Small-Block Chevy Timing Chain And Gears
As an engine gets older, a timing chain will wear and stretch, which affects valve timing and hurts performance. Aside from replacing the chain and possibly gears, there is an alternative or two.
Double-Roller Timing Chain
The stock Chevy timing chain and gears are fine for light-duty driving, but for any kind of performance they won't hold up. For mild street performance applications, a double-roller timing chain will provide a longer life and more accuracy than a stock chain.
Timing Chain Sprockets
Factory camshaft sprockets are light-duty. Some are part-steel with nylon-faced teeth. These are not recommend for re-use. Unless you're building a 100 point restoration, replace your old cam gear and crank gear with all-steel gears.
Cloyes SBC Timing Chain Kit
I have rebuilt several first-generation small-block Chevys, and I like Cloyes timing chains and gears. The "True Roller" 9-3100 kit features solid bushing rollers that really roll. The pitch diameter is larger than stock, making it less prone to stretch.
The Cloyes cam sprocket is cast iron and dynamically balanced to 5,000 rpm. That equates to 10,000 rpm engine speed.
The Cloyes 9-3100 crank sprocket has three keyway slots. This allows you to set the timing either 4° advanced, 4° retarded, or factory standard.
Shop: Cloyes 9-3100 Original True Roller Set
Up to around 7.000 rpm, a double-roller timing chain and steel gears are all you really need for good street performance. Beyond that, chains have a tendency to jump gears, which does bad things to a motor. If you're building a serious high-RPM small-block, consider a gear drive set-up.
I like the sound of a gear drive. A friend of mine had one in his small-block powered Chevelle. At idle, it made a distinctive "whine" that many people mistook for an intake blower. It wasn't very noticeable on the highway, but it was quite pronounced when accelerating.

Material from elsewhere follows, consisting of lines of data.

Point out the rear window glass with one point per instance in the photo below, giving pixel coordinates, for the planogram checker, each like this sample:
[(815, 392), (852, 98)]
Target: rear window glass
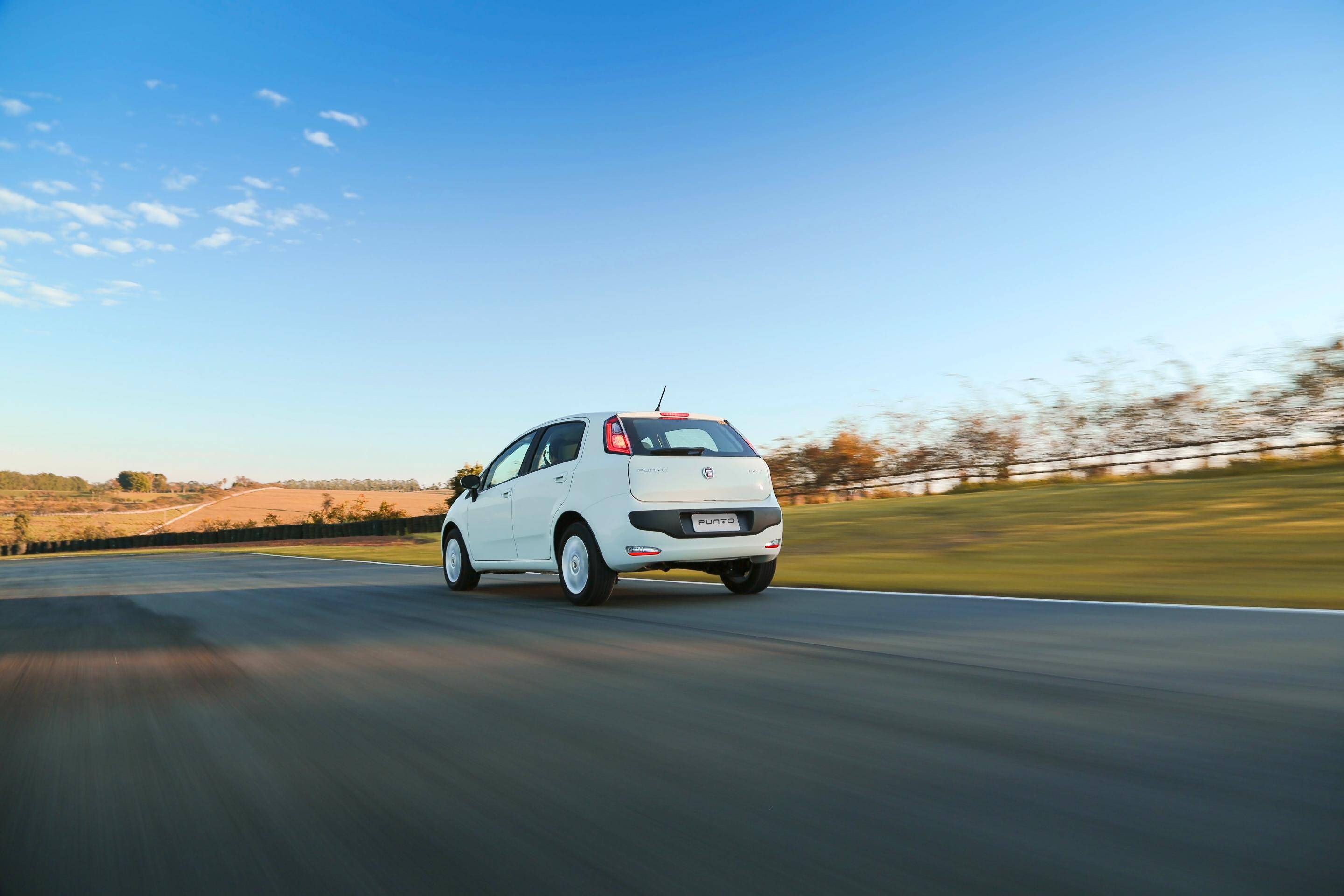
[(677, 436)]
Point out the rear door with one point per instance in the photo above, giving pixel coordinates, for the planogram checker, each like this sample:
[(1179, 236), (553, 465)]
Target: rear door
[(490, 528), (539, 492)]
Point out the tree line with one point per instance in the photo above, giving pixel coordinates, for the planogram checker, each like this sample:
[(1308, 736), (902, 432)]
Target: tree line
[(1291, 395)]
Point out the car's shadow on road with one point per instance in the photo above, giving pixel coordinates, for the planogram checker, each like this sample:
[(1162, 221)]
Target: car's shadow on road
[(631, 593)]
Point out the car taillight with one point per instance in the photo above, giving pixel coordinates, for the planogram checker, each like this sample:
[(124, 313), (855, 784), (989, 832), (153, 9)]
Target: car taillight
[(616, 440)]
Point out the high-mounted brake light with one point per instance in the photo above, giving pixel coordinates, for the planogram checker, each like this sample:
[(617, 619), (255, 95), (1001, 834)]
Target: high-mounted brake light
[(616, 438)]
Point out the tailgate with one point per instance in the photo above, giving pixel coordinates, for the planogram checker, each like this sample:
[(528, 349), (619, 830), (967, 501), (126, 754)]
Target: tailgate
[(700, 479)]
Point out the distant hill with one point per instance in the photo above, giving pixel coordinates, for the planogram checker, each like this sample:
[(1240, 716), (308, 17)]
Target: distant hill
[(42, 481), (354, 485)]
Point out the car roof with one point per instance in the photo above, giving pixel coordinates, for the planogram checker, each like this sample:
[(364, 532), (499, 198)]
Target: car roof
[(601, 415)]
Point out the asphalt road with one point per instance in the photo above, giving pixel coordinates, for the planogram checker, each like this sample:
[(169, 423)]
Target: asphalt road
[(233, 723)]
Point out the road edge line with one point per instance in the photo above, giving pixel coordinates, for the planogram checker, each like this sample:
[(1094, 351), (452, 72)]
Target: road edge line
[(910, 594)]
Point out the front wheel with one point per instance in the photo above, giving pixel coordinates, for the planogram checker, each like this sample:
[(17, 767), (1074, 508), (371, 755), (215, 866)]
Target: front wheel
[(587, 578), (457, 566), (755, 581)]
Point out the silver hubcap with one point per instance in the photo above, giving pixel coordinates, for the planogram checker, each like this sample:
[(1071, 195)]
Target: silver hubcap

I appreciate the benefits of gear drive. They can't stretch or wear out like timing chains do. Being solid metal gears with teeth, there is no variation or play. This gives precise timing throughout the RPM range.
Gear Drive Kit
Competition Cams makes a gear drive kit designed to fit small-blocks originally equipped with hydraulic flat-tappet camshafts. Both gears are made from heat-treated billet steel.
Shop: Gear Drive for Small Block Chevy
Gear Drive Issues And Complaints
Running metal to metal, gear drive units transfer harmonics to the valvetrain, whereas timing chains help absorb these harmonics. In extreme cases, these have led to valve-train parts breakage.
Some gear drive systems will require modification to a stock timing cover for clearance.
On newer, computer-controlled small-blocks, the harshness of a gear-drive tends to trigger the knock sensor. The computer then compensates by retarding the timing, which decreases the power output of the engine.
In many ways, a belt-drive is the ultimate way to turn a camshaft. A belt transmits very little, if any, crankshaft harmonics. Because a belt is connecting the crank pulley and camshaft pulley, there is no harmonic vibration transfer that you can get with a timing chain or gear drive.
Belt drives also make cam swaps much easier, and camshaft timing changes are easily made without removing the timing cover.
Shop: Belt Drive System for Small Block Chevy
Belt drives have three big negatives.
They’re expensive, they're difficult to install, and they're expensive.
Best Choice For Street-Driven Car
A double-roller timing chain with steel gears is really all you need for a street-driven car. Beyond that, it's all about style and attitude.
Read: SBC Engine Disassembly
SBC Chevy Timing Chain Cover
Before you buy a Chinese-made chrome timing chain cover to put on your American hot rod, consider re-using the stock piece. The quality of metal is better, and the chrome plating holds in engine heat.
Read: Spray Paint Engine Block And Parts
In the 40+ years the first-gen small-block Chevy was produced, there have been several styles of timing chain covers. The important difference is where the timing pointer mounts.
If you decide to use an aftermarket timing cover, it may not have a timing pointer on it. Many suppliers offer a bolt-on timing tab; two bolts attach them to the timing cover. However, care must be taken that it's the right one for your engine and harmonic balancer.
Check that the timing mark on the harmonic balancer is in the right place. Unless the mark is moved to correspond with the new tab, you'll never set the timing correctly.
Larger 8" harmonic balancers have the timing pointer higher up to clear the bigger balancer.
NOTE: Timing chain cover bolts require only 7 to 9 lb/ft of torque, no more.